Re: [PATCH RFC 1/2] kvm: Handle undercommitted guest case in PLE handler

Raghavendra K T <raghavendra.kt@xxxxxxxxxxxxxxxxxx> · Fri, 19 Oct 2012 14:00:40 +0530

On 10/15/2012 08:04 PM, Andrew Theurer wrote:
On Mon, 2012-10-15 at 17:40 +0530, Raghavendra K T wrote:
On 10/11/2012 01:06 AM, Andrew Theurer wrote:
On Wed, 2012-10-10 at 23:24 +0530, Raghavendra K T wrote:
On 10/10/2012 08:29 AM, Andrew Theurer wrote:
On Wed, 2012-10-10 at 00:21 +0530, Raghavendra K T wrote:
* Avi Kivity <avi@xxxxxxxxxx> [2012-10-04 17:00:28]:

On 10/04/2012 03:07 PM, Peter Zijlstra wrote:
On Thu, 2012-10-04 at 14:41 +0200, Avi Kivity wrote:

[...]
A big concern I have (if this is 1x overcommit) for ebizzy is that it
has just terrible scalability to begin with.  I do not think we should
try to optimize such a bad workload.

I think my way of running dbench has some flaw, so I went to ebizzy.
Could you let me know how you generally run dbench?

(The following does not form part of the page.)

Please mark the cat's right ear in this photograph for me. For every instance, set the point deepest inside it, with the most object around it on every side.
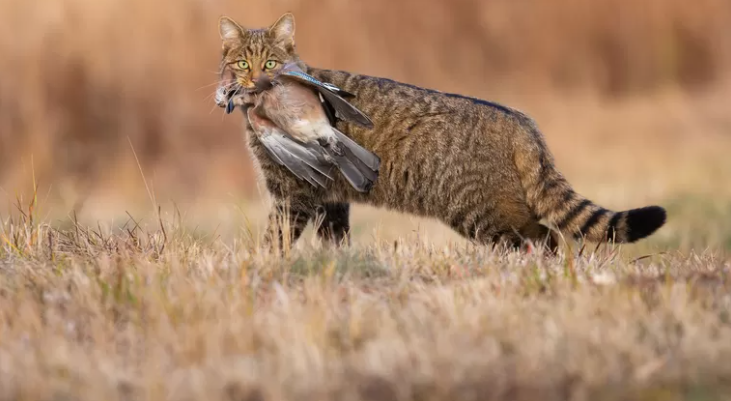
(230, 31)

I mount a tmpfs and then specify that mount for dbench to run on.  This
eliminates all IO.  I use a 300 second run time and number of threads is
equal to number of vcpus.  All of the VMs of course need to have a
synchronized start.

I would also make sure you are using a recent kernel for dbench, where
the dcache scalability is much improved.  Without any lock-holder
preemption, the time in spin_lock should be very low:

      21.54%      78016         dbench  [kernel.kallsyms]   [k] copy_user_generic_unrolled
       3.51%      12723         dbench  libc-2.12.so        [.] __strchr_sse42
       2.81%      10176         dbench  dbench              [.] child_run
       2.54%       9203         dbench  [kernel.kallsyms]   [k] _raw_spin_lock
       2.33%       8423         dbench  dbench              [.] next_token
       2.02%       7335         dbench  [kernel.kallsyms]   [k] __d_lookup_rcu
       1.89%       6850         dbench  libc-2.12.so        [.] __strstr_sse42
       1.53%       5537         dbench  libc-2.12.so        [.] __memset_sse2
       1.47%       5337         dbench  [kernel.kallsyms]   [k] link_path_walk
       1.40%       5084         dbench  [kernel.kallsyms]   [k] kmem_cache_alloc
       1.38%       5009         dbench  libc-2.12.so        [.] memmove
       1.24%       4496         dbench  libc-2.12.so        [.] vfprintf
       1.15%       4169         dbench  [kernel.kallsyms]   [k] __audit_syscall_exit

Hi Andrew,
I ran the test with dbench with tmpfs. I do not see any improvements in
dbench for 16k ple window.

So it seems apart from ebizzy no workload benefited by that. and I
agree that, it may not be good to optimize for ebizzy.
I shall drop changing to 16k default window and continue with other
original patch series. Need to experiment with latest kernel.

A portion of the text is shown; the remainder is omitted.